No Matter What WWE Does, Logan Paul Will Never Be a True Babyface
WWE has brought the eldest Paul brother back for a new storyline this week, and this time he has been paired with Reigns in a program that will see him challenge The Tribal Chief for the Undisputed Universal Championship at Crown Jewel.
This will be the third feud for Paul, and the second that will put him in the position of the babyface after his storyline with The Miz, but no matter what WWE does, the crowd is never going to universally cheer him.
Paul has a lot of things working against him. He has earned a lot of criticism for some of his content on YouTube, and the fact that he is considered a social media celebrity is not going to work in his favor with the WWE Universe.

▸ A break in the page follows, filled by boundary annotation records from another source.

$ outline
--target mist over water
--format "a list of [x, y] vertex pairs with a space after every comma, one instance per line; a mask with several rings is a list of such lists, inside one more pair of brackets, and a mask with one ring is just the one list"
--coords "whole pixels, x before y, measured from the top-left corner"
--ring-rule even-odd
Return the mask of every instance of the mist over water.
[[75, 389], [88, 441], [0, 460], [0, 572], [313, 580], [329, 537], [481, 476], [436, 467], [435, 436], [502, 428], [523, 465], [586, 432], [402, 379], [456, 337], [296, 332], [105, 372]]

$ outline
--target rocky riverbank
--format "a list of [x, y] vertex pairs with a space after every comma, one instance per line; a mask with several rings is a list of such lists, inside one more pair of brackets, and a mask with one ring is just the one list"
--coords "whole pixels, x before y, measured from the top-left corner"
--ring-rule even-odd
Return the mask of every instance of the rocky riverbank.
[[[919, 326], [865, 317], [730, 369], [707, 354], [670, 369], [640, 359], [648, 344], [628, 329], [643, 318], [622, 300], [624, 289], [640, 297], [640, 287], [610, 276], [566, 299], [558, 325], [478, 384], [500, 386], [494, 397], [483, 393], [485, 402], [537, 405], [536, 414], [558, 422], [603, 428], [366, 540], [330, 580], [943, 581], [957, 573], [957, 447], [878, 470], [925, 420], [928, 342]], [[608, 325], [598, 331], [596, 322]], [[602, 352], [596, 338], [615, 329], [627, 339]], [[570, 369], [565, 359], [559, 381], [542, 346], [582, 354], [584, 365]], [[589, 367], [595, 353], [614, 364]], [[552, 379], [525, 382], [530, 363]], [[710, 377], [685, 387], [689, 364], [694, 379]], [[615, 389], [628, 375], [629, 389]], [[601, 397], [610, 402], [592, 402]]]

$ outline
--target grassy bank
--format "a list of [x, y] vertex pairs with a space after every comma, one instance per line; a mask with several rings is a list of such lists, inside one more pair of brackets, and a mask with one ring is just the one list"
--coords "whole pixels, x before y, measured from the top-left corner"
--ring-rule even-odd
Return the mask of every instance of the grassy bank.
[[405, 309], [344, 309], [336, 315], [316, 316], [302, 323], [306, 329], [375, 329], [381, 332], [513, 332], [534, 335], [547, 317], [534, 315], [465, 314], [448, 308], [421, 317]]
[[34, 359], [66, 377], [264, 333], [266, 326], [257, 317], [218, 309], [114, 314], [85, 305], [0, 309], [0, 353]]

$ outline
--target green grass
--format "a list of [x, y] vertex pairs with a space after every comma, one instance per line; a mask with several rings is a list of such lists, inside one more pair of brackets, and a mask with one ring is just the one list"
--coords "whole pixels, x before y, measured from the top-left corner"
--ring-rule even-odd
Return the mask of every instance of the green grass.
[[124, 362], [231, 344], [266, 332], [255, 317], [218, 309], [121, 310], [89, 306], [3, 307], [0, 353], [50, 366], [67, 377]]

Paul seems to understand how the crowd is going to react and does his best to play into it, but WWE would be better served using him as a pure heel to play into how the crowd responds to him during most of his appearances.
WWE could build an amazing story by having Paul beat a series of midcard babyfaces the crowd loves before some underdog finally beats him and uses that to catapult himself with a big push.
WWE Mentioning Smaller Promotions Is a Good Thing
This week, Michael Cole made reference to Pro Wrestling Guerrilla during the match between Sami Zayn and Ricochet. That by itself might sound odd since WWE rarely acknowledges anything outside of its own history, but we have seen a steady shift in how that stuff has been handled ever since Triple H and Stephanie McMahon ascended to their current positions as head of creative and co-CEO respectively.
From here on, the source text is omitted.